AccessScan

Posted on Mar 23

How I Built a Free Accessibility Scanner with Next.js, Puppeteer, and axe-core

#nextjs #a11y #typescript #webdev

ADA website lawsuits are at an all time high. Pro se filings are surging because AI tools make it easier to file without a lawyer. Settlements range anywhere from a few thousand dollars to well over fifty thousand.

The tools that exist to help? Enterprise scanners cost a fortune per year. Overlay widgets like accessiBe just got hit with an FTC settlement. Free developer tools like WAVE speak in technical jargon that a small business owner will never understand.

I built accessscan.pro to fill the gap: an affordable, honest accessibility scanner that speaks plain language. Here's how.

The Architecture

User enters a URL, which hits the scan API. It checks the rate limit through Upstash Redis, validates the URL with SSRF prevention, launches headless Chromium using puppeteer-core and @sparticuz/chromium-min, navigates to the page, injects axe-core from CDN, runs the accessibility analysis, calculates a compliance score, translates violations into plain language, stores the results in Supabase, and returns everything to the frontend.

The whole thing runs on about twenty dollars a month: Next.js App Router with TypeScript on Vercel Pro, Supabase PostgreSQL on the free tier, Upstash Redis on the free tier, and Resend for email on the free tier.

Running Puppeteer on Vercel Serverless

This was by far the hardest part. The full puppeteer package bundles Chromium at around 400MB. Vercel's function bundle limit is 50MB. That's a non-starter.

The solution was using puppeteer-core (just the API client, tiny footprint) paired with @sparticuz/chromium-min (a stripped down Chromium binary designed for serverless). The Chromium binary is hosted externally and downloaded at runtime.

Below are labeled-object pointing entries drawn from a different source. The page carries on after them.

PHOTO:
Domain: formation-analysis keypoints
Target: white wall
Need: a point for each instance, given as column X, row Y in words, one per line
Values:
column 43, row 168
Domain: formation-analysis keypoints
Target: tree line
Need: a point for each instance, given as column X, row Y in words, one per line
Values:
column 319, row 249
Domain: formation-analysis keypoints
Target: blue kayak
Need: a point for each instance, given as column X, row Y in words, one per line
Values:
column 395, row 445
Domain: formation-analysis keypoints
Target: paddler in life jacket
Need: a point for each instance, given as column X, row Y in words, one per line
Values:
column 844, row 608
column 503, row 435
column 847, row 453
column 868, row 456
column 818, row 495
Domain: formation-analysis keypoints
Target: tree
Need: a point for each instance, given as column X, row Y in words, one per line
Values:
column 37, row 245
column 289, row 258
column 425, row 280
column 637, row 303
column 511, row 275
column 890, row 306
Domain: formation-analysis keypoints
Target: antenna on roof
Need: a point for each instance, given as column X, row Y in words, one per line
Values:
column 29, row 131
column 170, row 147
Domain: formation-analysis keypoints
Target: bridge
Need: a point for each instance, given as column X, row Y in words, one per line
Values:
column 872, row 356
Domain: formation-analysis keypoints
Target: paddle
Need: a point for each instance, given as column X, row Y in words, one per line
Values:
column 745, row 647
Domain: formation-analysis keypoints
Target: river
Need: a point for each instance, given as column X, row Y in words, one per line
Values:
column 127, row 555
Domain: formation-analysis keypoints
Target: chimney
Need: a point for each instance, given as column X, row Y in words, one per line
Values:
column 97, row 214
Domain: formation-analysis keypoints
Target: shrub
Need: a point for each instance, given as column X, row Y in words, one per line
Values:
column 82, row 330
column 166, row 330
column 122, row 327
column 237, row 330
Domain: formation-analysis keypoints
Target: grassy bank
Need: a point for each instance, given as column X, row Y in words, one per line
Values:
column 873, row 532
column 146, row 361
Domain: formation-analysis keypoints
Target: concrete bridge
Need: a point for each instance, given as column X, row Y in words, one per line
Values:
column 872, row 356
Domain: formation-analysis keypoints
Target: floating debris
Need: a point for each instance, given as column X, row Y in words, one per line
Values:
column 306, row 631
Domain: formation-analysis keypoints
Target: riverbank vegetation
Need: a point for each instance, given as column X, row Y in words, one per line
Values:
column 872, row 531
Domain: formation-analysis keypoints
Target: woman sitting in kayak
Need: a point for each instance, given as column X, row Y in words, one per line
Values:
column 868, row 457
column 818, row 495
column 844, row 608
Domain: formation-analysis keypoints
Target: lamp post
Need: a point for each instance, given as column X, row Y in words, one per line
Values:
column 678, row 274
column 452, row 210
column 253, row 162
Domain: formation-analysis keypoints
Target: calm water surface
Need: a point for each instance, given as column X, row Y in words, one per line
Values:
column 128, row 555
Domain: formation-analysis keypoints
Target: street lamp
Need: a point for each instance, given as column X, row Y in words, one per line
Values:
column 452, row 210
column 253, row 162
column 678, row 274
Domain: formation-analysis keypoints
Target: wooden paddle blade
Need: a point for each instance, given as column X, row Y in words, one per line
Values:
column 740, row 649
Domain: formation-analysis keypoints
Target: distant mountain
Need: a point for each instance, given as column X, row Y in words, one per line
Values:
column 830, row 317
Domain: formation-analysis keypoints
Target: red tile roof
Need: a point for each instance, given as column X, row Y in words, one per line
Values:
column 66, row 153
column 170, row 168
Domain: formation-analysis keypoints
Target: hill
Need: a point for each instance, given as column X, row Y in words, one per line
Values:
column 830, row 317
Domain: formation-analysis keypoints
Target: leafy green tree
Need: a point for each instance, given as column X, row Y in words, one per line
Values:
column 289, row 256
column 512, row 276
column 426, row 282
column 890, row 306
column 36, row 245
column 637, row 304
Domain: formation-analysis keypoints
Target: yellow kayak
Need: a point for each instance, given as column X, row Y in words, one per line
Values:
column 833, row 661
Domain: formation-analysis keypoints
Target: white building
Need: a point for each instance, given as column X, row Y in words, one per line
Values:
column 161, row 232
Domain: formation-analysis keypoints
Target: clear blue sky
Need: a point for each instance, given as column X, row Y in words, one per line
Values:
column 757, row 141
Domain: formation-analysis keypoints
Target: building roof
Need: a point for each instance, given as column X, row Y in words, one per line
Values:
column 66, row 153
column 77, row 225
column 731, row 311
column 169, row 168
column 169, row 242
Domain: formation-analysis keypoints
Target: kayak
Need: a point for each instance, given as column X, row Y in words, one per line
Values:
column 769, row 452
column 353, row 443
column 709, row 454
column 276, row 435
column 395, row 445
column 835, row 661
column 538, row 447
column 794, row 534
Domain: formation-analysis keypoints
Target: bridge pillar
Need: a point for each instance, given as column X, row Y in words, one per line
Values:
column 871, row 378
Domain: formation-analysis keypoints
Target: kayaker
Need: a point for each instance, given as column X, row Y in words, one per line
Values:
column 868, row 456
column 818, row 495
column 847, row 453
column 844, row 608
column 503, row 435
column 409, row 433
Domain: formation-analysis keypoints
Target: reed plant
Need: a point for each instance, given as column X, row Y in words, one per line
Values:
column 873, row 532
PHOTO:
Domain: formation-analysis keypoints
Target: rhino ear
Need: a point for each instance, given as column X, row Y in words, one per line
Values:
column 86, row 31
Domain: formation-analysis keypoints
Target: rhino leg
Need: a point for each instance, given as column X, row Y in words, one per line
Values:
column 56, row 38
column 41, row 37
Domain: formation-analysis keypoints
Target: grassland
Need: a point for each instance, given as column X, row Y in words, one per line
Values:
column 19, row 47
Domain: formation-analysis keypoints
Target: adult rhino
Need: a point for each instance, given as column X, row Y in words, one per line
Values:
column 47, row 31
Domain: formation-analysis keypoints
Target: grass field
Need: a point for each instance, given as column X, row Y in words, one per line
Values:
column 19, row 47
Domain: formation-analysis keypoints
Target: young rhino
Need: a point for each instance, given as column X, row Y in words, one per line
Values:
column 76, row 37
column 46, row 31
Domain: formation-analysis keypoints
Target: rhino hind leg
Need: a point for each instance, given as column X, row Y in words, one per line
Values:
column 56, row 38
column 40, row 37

import puppeteerCore from 'puppeteer-core';
import chromium from '@sparticuz/chromium-min';

const CHROMIUM_PACK_URL = process.env.CHROMIUM_PACK_URL;

async function getBrowser() {
  const isProduction =
    process.env.VERCEL_ENV === 'production'
    || process.env.NODE_ENV === 'production';

  if (isProduction) {
    const executablePath = await chromium.executablePath(CHROMIUM_PACK_URL);
    return puppeteerCore.launch({
      args: [
        ...chromium.args,
        '--disable-dev-shm-usage',
        '--disable-gpu',
      ],
      defaultViewport: { width: 1280, height: 720 },
      executablePath,
      headless: 'shell',
    });
  }

  const puppeteer = await import('puppeteer');
  return puppeteer.default.launch({
    headless: true,
    args: ['--no-sandbox', '--disable-setuid-sandbox'],
  });
}

Two gotchas that cost me hours:

First, headless: 'shell' is required, not headless: true. The new headless mode in Chromium defaults to WebDriver BiDi, which causes a protocol mismatch error with @sparticuz/chromium-min. Using 'shell' forces the old headless mode that speaks CDP natively.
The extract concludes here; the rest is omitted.